Operators at Iran's Natanz nuclear facility might well have caught Stuxnet before it spread and sabotaged operations at the plant if they had been watching the wires for anomalous network traffic, a pair of ICS/SCADA experts say.
Rob Caldwell and Chris Sistrunk of Mandiant, a FireEye company, say network security monitoring is a simple and inexpensive technique for detecting attack attempts against power plants and other ICS/SCADA environments. Various free open-source monitoring tools can help spot unusual file traffic or command and control communications.
"NSM would have caught" Stuxnet, says Sistrunk, senior consultant with Mandiant's ICS practice. It would have shown, for example, the infamous malware getting updated, he says.
"Any time a PLC gets a new code update, [for example], and if you were aware of your files, you could see that file go across the wire," he says.

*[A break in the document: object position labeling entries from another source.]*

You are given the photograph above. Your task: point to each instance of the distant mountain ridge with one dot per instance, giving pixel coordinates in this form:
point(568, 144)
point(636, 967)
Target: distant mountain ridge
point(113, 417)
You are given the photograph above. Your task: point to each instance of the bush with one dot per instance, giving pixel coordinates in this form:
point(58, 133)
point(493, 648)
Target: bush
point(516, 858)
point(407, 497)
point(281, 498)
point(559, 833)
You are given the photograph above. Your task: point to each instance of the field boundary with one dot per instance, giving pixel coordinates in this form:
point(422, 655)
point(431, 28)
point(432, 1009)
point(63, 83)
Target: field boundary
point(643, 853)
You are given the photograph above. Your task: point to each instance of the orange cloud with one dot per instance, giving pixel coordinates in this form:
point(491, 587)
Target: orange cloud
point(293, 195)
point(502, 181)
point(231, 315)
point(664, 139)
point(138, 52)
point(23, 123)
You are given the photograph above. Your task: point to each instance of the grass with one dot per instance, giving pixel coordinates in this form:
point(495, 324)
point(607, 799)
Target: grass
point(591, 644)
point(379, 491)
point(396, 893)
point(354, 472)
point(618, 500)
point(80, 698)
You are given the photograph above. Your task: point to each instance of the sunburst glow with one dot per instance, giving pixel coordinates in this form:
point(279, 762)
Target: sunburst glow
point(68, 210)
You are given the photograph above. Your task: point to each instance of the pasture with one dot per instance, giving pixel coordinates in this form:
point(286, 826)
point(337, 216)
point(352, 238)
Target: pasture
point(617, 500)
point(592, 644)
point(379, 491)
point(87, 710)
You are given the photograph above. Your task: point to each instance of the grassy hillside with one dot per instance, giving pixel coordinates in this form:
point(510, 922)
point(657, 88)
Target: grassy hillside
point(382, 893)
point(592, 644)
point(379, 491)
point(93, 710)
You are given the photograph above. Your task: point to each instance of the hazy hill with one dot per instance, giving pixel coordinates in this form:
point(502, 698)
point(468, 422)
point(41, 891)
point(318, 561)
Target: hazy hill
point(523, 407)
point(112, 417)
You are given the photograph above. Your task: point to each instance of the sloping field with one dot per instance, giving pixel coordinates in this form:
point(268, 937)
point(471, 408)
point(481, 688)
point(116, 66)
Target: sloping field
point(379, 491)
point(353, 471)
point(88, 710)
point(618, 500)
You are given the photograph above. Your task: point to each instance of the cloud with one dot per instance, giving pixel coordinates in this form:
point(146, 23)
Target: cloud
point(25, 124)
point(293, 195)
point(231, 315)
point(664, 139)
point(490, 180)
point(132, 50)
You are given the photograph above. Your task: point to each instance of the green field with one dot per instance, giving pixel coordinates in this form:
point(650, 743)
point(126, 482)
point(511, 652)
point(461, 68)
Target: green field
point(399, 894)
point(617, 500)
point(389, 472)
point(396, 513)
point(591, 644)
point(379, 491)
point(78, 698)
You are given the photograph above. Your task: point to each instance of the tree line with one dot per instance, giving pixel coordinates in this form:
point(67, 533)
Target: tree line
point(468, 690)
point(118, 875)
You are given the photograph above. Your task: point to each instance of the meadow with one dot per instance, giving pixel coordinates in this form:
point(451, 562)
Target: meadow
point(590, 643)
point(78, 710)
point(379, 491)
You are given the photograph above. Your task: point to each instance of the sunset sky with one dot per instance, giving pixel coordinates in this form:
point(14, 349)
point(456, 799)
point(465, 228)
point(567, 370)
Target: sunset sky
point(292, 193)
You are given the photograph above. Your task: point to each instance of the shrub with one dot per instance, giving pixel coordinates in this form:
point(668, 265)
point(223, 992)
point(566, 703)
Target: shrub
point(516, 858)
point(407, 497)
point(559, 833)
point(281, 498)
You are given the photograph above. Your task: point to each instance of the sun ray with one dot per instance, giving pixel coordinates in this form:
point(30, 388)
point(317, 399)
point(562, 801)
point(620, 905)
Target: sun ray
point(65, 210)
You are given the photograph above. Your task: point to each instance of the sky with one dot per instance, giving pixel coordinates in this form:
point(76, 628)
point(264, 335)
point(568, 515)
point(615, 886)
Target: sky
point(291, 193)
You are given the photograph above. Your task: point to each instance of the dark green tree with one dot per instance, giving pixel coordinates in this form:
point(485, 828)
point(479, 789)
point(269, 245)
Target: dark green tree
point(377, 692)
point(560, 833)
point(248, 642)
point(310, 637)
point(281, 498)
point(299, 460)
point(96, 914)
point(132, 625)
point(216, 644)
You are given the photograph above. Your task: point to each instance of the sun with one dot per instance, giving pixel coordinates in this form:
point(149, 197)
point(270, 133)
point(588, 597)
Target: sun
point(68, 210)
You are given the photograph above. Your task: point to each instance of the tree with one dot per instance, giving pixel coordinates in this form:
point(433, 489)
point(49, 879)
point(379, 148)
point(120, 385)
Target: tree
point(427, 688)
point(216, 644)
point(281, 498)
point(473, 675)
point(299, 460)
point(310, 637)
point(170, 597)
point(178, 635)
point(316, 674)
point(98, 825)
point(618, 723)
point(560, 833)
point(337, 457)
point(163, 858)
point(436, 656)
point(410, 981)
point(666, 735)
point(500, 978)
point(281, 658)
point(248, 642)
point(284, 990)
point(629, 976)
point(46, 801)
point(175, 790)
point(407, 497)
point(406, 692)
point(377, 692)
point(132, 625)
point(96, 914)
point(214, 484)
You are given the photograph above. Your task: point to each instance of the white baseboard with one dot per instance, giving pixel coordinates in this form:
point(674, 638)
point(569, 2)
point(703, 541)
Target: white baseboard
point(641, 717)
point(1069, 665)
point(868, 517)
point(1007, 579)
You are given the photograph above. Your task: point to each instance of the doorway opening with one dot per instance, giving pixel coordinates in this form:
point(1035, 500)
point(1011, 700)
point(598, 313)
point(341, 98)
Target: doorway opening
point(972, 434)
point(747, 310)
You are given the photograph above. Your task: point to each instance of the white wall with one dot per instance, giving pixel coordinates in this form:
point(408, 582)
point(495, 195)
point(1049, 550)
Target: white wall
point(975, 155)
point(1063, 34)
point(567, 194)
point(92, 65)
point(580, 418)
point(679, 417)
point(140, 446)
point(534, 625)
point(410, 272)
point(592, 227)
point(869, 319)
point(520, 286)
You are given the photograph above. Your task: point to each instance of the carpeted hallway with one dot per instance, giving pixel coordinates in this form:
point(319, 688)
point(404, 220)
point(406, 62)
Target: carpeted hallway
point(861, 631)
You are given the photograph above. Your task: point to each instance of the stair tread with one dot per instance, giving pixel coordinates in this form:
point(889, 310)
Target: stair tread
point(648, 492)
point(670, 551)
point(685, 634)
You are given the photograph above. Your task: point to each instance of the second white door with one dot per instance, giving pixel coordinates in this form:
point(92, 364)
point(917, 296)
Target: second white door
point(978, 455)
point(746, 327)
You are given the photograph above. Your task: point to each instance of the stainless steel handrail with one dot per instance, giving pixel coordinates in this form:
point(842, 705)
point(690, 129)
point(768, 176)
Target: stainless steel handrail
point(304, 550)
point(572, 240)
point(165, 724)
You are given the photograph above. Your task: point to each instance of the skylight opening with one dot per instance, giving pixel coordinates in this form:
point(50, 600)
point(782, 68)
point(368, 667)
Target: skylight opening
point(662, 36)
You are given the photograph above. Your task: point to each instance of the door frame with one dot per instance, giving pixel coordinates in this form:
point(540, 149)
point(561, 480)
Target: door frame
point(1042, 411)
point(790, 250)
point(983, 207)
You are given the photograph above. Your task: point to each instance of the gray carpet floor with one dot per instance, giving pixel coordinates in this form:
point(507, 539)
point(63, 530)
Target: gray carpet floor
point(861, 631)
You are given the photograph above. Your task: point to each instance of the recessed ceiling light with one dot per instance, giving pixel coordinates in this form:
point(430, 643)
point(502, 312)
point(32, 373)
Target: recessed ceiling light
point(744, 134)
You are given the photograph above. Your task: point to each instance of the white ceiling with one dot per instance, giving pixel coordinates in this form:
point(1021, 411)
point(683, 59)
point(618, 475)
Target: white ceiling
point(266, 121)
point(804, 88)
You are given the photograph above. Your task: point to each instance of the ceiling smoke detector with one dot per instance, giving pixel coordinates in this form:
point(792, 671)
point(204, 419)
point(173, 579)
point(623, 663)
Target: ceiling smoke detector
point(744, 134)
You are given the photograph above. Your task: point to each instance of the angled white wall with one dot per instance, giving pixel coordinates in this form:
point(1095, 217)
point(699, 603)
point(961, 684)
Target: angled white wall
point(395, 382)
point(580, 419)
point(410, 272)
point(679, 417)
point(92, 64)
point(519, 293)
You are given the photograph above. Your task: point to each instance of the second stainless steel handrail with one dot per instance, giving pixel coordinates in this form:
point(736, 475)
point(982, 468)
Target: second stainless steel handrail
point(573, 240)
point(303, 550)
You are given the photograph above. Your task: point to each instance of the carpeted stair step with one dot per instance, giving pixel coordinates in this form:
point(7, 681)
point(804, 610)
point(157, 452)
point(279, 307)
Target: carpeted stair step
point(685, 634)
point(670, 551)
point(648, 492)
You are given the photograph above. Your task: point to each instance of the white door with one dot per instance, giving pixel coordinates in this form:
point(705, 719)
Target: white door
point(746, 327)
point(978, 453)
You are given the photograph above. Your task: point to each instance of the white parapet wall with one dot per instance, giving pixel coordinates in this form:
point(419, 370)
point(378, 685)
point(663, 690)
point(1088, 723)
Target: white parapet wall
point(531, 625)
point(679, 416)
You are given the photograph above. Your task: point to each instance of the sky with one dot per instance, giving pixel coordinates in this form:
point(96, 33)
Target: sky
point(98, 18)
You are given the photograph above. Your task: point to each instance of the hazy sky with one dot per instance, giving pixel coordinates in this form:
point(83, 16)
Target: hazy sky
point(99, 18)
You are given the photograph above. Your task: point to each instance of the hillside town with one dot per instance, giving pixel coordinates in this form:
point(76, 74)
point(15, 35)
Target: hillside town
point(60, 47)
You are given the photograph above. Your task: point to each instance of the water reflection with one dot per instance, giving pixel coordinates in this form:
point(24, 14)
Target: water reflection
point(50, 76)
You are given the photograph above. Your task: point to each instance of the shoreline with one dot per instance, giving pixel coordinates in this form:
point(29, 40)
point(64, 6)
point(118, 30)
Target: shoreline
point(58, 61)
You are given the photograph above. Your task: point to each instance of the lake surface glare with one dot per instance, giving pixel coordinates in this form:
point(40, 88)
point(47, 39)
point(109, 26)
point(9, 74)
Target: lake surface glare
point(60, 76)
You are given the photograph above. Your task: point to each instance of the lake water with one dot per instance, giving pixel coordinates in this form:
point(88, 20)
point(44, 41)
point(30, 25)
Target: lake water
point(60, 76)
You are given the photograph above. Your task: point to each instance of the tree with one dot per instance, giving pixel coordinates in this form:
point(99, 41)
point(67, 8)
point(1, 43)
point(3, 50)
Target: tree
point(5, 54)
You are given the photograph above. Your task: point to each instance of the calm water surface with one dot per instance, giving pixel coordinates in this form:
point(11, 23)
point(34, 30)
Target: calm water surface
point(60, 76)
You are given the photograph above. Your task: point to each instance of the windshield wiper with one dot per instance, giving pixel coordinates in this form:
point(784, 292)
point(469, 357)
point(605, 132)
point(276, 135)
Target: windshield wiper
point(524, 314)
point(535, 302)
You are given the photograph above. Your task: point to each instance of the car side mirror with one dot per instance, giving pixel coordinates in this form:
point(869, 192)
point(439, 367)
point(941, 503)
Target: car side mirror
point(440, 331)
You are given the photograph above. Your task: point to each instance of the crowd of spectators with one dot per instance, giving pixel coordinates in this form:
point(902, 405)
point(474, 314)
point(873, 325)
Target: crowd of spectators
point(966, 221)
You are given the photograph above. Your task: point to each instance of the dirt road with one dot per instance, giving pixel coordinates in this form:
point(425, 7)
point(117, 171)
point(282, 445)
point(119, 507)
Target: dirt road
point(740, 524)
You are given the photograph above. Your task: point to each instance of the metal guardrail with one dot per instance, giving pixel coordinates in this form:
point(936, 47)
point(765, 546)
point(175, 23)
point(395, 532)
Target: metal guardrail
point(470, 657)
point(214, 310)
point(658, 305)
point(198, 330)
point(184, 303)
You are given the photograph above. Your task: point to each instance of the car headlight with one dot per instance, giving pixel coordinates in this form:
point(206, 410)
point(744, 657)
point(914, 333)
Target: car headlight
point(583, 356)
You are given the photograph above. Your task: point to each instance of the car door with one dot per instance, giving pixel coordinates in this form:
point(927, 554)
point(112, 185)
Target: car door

Sistrunk and Caldwell, principal consultant with Mandiant, say network security monitoring also could catch the infamous Havex and BlackEnergy malware associated with attacks on ICS/SCADA networks, for example. The monitoring technique could be set to detect known indicators of compromise, says Caldwell, who with Sistrunk next week at the S4 Conference in Miami will school ICS/SCADA operators on the use of open-source NSM for their networks.
"We're really just trying to evangelize, getting folks to start looking at what's going in their [industrial] control systems. You can do all of this stuff with open source [tools] out there. And if you want to take advantage of automation and some GUIs, you can look at commercial software" as well, Caldwell says.
Passive network security monitoring isn't new to the traditional IT network space, and security experts such as Richard Bejtlich, chief security strategist for FireEye, have recommended it for some time as a key element to incident response. Sistrunk and Caldwell say it's a perfect fit for the ICS environment because it's non-intrusive, so there's no risk of it disrupting critical processes or operations.
"It all comes back to the premise … know your network," Caldwell says. That means watching the flows of traffic and knowing what's normal and what's not, and drilling down into what types of sessions and transactions occur, he says. "Not just looking at data, but at any extracted content, what kind of files are spreading around the network, and what Web pages are being hit or DNS servers are being resolved," he says.
"A network-centric point of view gives a lot of clues to tie into seeing if anything has been compromised," he says.
There are several open source network security monitoring tools; Caldwell and Sistrunk at S4 will demonstrate a set of tools from the open-source Security Onion Linux suite, including Wireshark, NetworkMiner, Bro, and Snorby, for network monitoring and intrusion detection.
Few ICS/SCADA operators today employ network security monitoring. Dale Peterson, CEO at ICS/SCADA consulting firm Digital Bond and host of the S4 Conference, says some large oil companies and other critical infrastructure operators with more mature security programs employ NSM. "NSM is a huge tool," Peterson says, especially for helping an organization detect and recover quickly from an attack or attempt. "It depends on the maturity of the ICS security program. So we typically don't recommend it unless you have good perimeter [security] and the ability to recover" from an attack, he says.
Peterson says it's relatively simple to institute network security monitoring in an ICS network. "Communications going to and from PLCs … should be very consistent," so it would catch any unusual traffic, he says.
"If you want to keep it simple, just do log management and alerting," Peterson says. The next level of monitoring would be the use of commercial monitoring tools commonly found in security operations centers such as SIEM and IDS/IPS, he notes.
Open-source NSM isn't a set-it-and-forget-it process, though. "The fundamental thing is you've got to have people involved, using their intel to be able to say 'this is not normal'" traffic, Caldwell says.